She glanced at the label
—kills 99 percent
—as she handed them towels. “I have an even better idea. Let’s take our showers early.”

“Showers? Now?” James wrinkled his nose. “It’s still afternoon. We haven’t even eaten dinner yet.”

“Oh, but let’s get all cleaned up so we can eat and play minigolf early, and maybe we can get in a round plus ice cream before it gets dark.” She was throwing out her whole arsenal. “Come on, take off your clothes, kids.” She pulled back the shower door and tugged down the towels hanging from their hooks.

Chris walked past the bathroom in the hallway. “They’re taking showers now?”

“Sure, why not?” She spoke nonchalantly, fiddled with the hot and cold shower handles.

“It’s barely four o’clock.”

“Well, we could get a jump on an early supper, and then since they were all washed up, we were talking about going to play minigolf in the evening.”

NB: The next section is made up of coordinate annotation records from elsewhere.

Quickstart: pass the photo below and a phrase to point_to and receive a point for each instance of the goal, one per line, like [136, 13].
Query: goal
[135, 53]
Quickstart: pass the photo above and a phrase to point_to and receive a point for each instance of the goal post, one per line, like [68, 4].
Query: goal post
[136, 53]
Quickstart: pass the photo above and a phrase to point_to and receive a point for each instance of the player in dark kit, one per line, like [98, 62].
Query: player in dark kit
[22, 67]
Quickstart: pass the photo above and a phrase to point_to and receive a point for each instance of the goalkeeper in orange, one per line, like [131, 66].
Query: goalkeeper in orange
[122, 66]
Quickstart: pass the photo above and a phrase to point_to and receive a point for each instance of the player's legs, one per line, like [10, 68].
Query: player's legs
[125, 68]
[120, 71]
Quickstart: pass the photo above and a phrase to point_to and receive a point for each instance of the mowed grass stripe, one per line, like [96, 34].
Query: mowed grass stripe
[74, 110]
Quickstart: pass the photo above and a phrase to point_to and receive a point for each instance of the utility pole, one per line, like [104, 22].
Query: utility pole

He looked at her as if she were suggesting dinner in Paris. “That makes no sense. Let’s enjoy the rest of the day. I was thinking about going to the beach. Kids, you want to go to the beach for a little while before dinner?”

They looked up, eyes wide. It kept getting better.

“Chris, I really don’t think …”

“Think what?” His tone had been merely perplexed, but now it was turning testy. “We’re on vacation, Kate. Don’t be rigid. And what’s up with your neck?”

She glanced in the mirror and saw that her hair had become damp with sweat, slicked away and no longer a drawn curtain. There was the red flush, center stage.

“Is there poison ivy in the garden?” Chris winced.

“I think so.” She touched it casually like a mild irritation. “It’s getting worse. I should probably pick up something at the store to put on it.”

“That came up fast.” He looked on with mild concern. “Well,
we’d better watch out where the kids are playing in the yard. Come on, let’s go to the beach.”

The kids abandoned the shower and headed out the doorway, dropping their towels on the floor. Kate looked at the ground and breathed deeply. Then she rehung the towels and followed.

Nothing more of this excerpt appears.